On the seventh hospital day, the patient suddenly became confused and agitated and was found to have a stiff neck, a temperature of 38.9°C, and to be tachycardic. Her white blood cell count was 18.6 × 109/L. A lumbar puncture was performed that showed pink, turbid cerebrospinal fluid containing high levels of protein and abundant neutrophils and erythrocytes, as well as gram-positive diplococci. A diagnosis of meningitis secondary to endophthalmitis was made and a regimen of intravenous penicillin was started. Blood cultures obtained at that time later confirmed the presence of S pneumoniae sensitive to penicillin and chloramphenicol. Cerebrospinal fluid cultures yielded no bacterial growth. The patient recovered quickly once the intravenous antibiotics were given and was in her normal neurological state the next day.

During the patient's course in the hospital, the vision in her left eye did not improve and her intraocular pressure continued to rise despite maximal therapy. Magnetic resonance imaging of the head was performed and ruled out any further intraorbital or intracranial abscesses. A repeated orbital ultrasonogram showed dense vitreous opacities, vitreous membrane formation, and partial posterior vitreous detachment. After she was pronounced medically stable with her meningitis resolving uneventfully, a vitrectomy was performed, although her visual acuity never improved.


Most cases of bacterial endophthalmitis are caused by gram-positive organisms, notably Staphylococcus epidermidis, Staphylococcus aureus, and various Streptococcus species, including S pneumoniae.3,4 Endophthalmitis resulting from gram-negative organisms and fungi generally predisposes to an unfavorable clinical outcome. When compared with endophthalmitis due to other gram-positive organisms, infection by nonviridans Streptococcus species appears to result in the worst clinical outcome by a significant margin.4 This relatively poor outcome may be due to the greater degree of inflammatory response evoked by streptococcal exotoxins and enzymes.

In addition, there may be increasing reports of Streptococcus bacteremia and secondary endophthalmitis, particularly in patients with underlying medical conditions such as diabetes mellitus, malignant neoplasms, and human immunodeficiency virus infection.5 While the Endophthalmitis Vitrectomy Study2 clearly showed no ocular benefit from systemic antibiotics overall, there may have been specific causal subgroups that would derive benefit from intravenous antibiotics; however, data were insufficient for drawing statistical inferences.
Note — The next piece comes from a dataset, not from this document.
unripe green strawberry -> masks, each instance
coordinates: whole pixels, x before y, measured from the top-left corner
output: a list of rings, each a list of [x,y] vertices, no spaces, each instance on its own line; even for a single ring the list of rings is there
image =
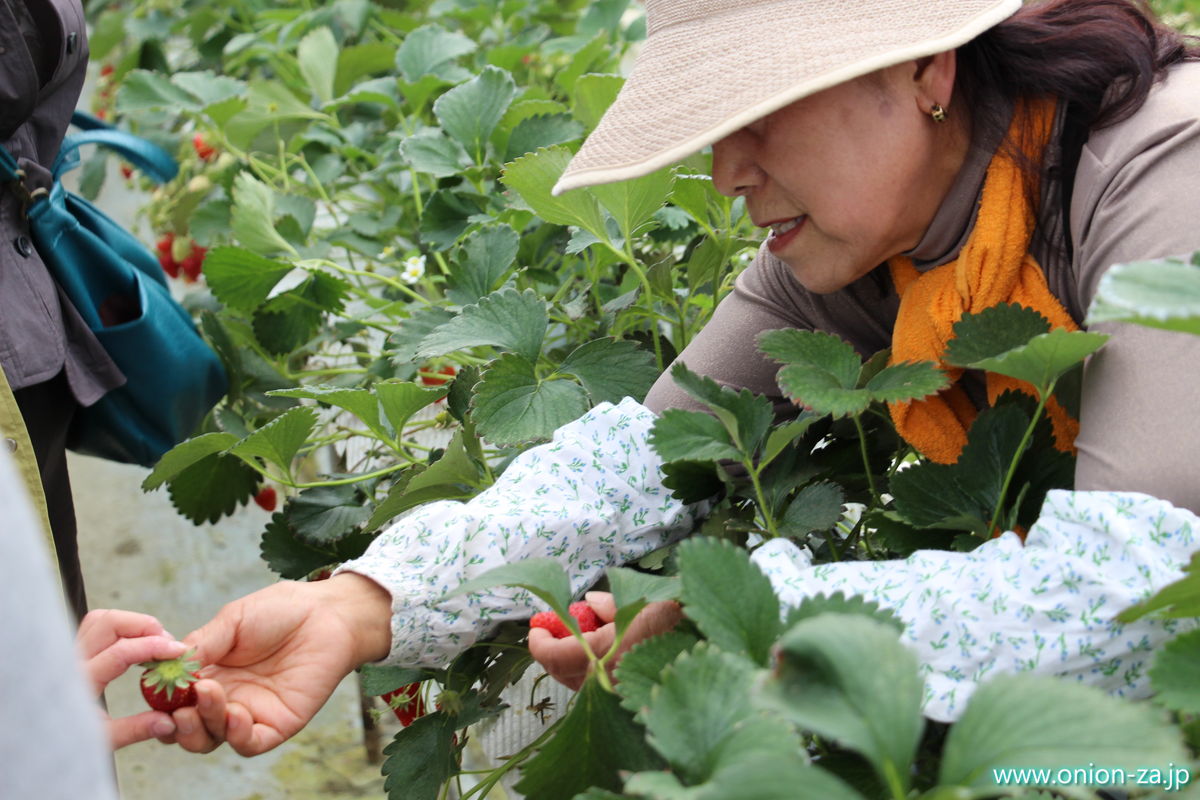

Furthermore, the study was designed to determine if there were any ocular, not systemic, benefits to using intravenous antibiotics.

Patients with bacterial endophthalmitis should be observed closely for signs or symptoms of metastatic spread. Although postoperative bacterial endophthalmitis is typically confined to the eye, this case report indicates that it is possible for the infection to spread to the central nervous system as well as other areas of the body. Aggressive treatment of endophthalmitis, possibly including intravenous antibiotics, may be considered in cases of particularly virulent pathogens and in patients with high-risk medical conditions.